つれづれに:雑誌記事2(2022年9月13日)
つれづれに:雑誌記事2
朝晩少し気温も下がって来たので、何とか畑を再開したいと思うようになっている。雨よけに温室まがいの柵を拵えたが、とまとは失敗したし、南瓜の柵も途中までは勢いがよかったし、横に渡す竹(→「 竹取の翁、苦戦中・・・」)も切ってきてはいたが、猛暑にはお手上げだった。大根と細葱とレタスを先ず蒔いて、それからである。南瓜(→「南瓜に勢いが」、→「 南瓜の花が・・・」)だけはこれから実が大きくなってお裾分け出来そうである。そのうち渋柿(↓)が色付くと獲って洗って剥いて干してと時間を取られそうである。いっときすっかり作業をする気持ちも萎えていたが、また復活しそうな勢いである。干し柿は献上品にもなったそうだから、昔から伝わる保存食、有難い自然の恵みである。
発行年月が数字通りではないので正確ではないが、「ゴンドワナ」に書いたのは1986年6月の6号から1991年10月の19号までの5年間ほどである。
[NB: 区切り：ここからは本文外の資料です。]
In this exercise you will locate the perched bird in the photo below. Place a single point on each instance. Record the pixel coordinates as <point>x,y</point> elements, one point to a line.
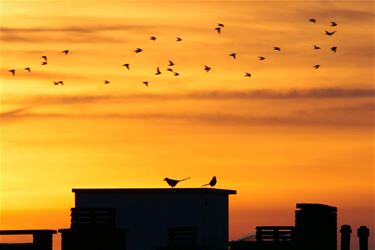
<point>172,182</point>
<point>233,55</point>
<point>330,33</point>
<point>212,182</point>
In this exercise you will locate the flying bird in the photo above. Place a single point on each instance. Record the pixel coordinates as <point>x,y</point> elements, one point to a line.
<point>330,33</point>
<point>172,182</point>
<point>212,182</point>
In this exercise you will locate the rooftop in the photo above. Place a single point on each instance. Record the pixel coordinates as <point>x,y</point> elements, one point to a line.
<point>155,190</point>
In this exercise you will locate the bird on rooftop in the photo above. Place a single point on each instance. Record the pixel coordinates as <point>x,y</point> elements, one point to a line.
<point>330,33</point>
<point>126,65</point>
<point>212,182</point>
<point>172,182</point>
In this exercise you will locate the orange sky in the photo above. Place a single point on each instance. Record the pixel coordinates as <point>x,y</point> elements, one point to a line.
<point>288,134</point>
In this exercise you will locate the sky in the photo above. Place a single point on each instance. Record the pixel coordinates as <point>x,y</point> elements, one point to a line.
<point>289,133</point>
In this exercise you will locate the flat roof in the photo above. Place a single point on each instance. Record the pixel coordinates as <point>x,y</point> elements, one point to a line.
<point>155,190</point>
6号(1986年6月)の貫名さんの追悼号(↓)から7号(1986年7月)まで少し期間が空いていたと思うので実質期間は5年足らずのような気がする。貫名さんの原稿を送ったとき、これ一回限りかなと思った記憶がある。連載するとは全く考えていなかった。その期間は毎号一つか二つか三つの記事を書いた。「宮崎医科大学 」に決まる前も週に16コマの非常勤の合間に書いていたが、着任してからも同じペースで書いていたことになる。「宮崎に」来てからすぐに編註書を2冊頼まれて、そちらにも結構な時間を取っているので、毎日、目一杯書いていたことになる。
ラ・グーマの作家論はすでに出していたので、継続的に作品論を書いた。「MLA」で発表したものに手を加えて、第1作の『夜の彷徨』の文学手法についてである。「夜」と「彷徨」のイメージが交錯しながら物語全体を覆い、作品の舞台ケープタウン第6区(カラード居住区)の抑圧的な雰囲気を見事に醸し出している、という話である。→「『夜の彷徨』上 語り」(11号)、→「『夜の彷徨』下 手法」(↓、13号)
赴任してから半年後に公費出張の第1号で参加した黒人研究の会創立30周年記念シンポジウム「現代アフリカ文化とわれわれ」も12号(↓)にまとめて書いたものを出した。→「アパルトヘイトを巡って」(シンポジウム)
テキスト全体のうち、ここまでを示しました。